Chap. 63. » Nous avons donc aujourd’hui deux motifs de crainte très fondés : l’incertitude d’un avenir sur lequel nous ne pouvons asseoir rien de stable, et la présence actuelle et redoutable des Athéniens. Que la considération de ces obstacles nous fasse abandonner ce qui pourrait manquer à l’accomplissement de nos desseins respectifs ; ne songeons qu’à éloigner de notre pays l’ennemi qui le menace.

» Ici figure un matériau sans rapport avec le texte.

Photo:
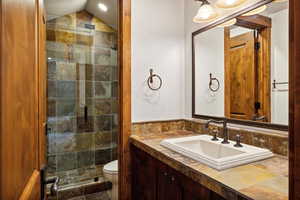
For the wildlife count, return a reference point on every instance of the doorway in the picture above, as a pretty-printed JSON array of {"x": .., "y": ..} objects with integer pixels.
[{"x": 247, "y": 69}]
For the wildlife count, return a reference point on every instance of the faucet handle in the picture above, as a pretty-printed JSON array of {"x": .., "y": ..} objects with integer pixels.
[
  {"x": 215, "y": 134},
  {"x": 238, "y": 141}
]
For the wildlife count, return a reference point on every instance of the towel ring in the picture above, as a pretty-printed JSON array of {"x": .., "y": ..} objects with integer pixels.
[
  {"x": 211, "y": 79},
  {"x": 150, "y": 80}
]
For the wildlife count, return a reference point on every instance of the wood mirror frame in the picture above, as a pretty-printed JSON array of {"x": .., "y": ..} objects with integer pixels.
[{"x": 230, "y": 120}]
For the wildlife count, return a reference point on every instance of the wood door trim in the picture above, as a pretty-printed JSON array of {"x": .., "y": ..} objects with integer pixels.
[
  {"x": 242, "y": 122},
  {"x": 33, "y": 183},
  {"x": 125, "y": 99},
  {"x": 264, "y": 25},
  {"x": 254, "y": 22},
  {"x": 42, "y": 76},
  {"x": 294, "y": 99}
]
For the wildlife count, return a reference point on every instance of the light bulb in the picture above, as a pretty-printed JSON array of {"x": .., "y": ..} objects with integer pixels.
[
  {"x": 229, "y": 3},
  {"x": 228, "y": 23},
  {"x": 103, "y": 7},
  {"x": 205, "y": 13},
  {"x": 256, "y": 11}
]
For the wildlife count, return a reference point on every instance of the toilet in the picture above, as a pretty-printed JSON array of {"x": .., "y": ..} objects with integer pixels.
[{"x": 110, "y": 171}]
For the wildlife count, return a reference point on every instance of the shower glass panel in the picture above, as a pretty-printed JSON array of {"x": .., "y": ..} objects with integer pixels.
[{"x": 82, "y": 90}]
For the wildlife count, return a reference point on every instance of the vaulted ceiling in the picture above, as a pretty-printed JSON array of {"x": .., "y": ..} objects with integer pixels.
[{"x": 58, "y": 8}]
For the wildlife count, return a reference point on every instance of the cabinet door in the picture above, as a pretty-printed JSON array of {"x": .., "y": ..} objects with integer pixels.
[
  {"x": 143, "y": 176},
  {"x": 168, "y": 184}
]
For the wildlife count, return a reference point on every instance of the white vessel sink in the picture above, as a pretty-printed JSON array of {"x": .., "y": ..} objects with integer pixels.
[{"x": 215, "y": 154}]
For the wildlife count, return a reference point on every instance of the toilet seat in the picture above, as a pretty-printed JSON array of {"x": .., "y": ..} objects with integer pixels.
[{"x": 111, "y": 167}]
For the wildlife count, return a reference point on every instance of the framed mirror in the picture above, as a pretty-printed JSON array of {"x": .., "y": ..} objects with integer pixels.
[{"x": 240, "y": 67}]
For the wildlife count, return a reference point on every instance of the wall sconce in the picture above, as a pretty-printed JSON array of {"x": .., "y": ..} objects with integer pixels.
[
  {"x": 228, "y": 23},
  {"x": 256, "y": 11}
]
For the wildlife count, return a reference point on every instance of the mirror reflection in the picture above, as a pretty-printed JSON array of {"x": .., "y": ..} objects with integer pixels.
[{"x": 241, "y": 67}]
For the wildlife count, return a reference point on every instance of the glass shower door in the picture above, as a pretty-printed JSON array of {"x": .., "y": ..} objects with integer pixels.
[{"x": 82, "y": 97}]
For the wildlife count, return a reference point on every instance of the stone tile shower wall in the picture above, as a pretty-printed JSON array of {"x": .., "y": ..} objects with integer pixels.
[{"x": 82, "y": 74}]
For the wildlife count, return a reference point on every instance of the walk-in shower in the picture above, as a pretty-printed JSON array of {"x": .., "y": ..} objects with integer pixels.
[{"x": 83, "y": 104}]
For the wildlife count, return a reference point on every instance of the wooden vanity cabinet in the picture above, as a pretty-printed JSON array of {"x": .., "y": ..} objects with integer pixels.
[{"x": 154, "y": 180}]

Notre intérêt nous l’ordonne ; concluons une paix définitive, ou du moins qu’une trève indéfiniment prolongée remette à un autre temps la décision de nos querelles intestines. En un mot, sachez qu’en suivant mon avis, chacun de nous habitera une ville libre, d’où, maîtres absolus, nous serons, par l’effet d’une vertueuse résolution, en état de rendre bienfait pour bienfait, injure pour injure. Mais si vous refusez de me croire, si nous obéissons, il ne sera plus question pour nous de punir un agresseur ; nous serons forcés à devenir, selon l’occasion, les amis de nos mortels ennemis, les ennemis de nos amis.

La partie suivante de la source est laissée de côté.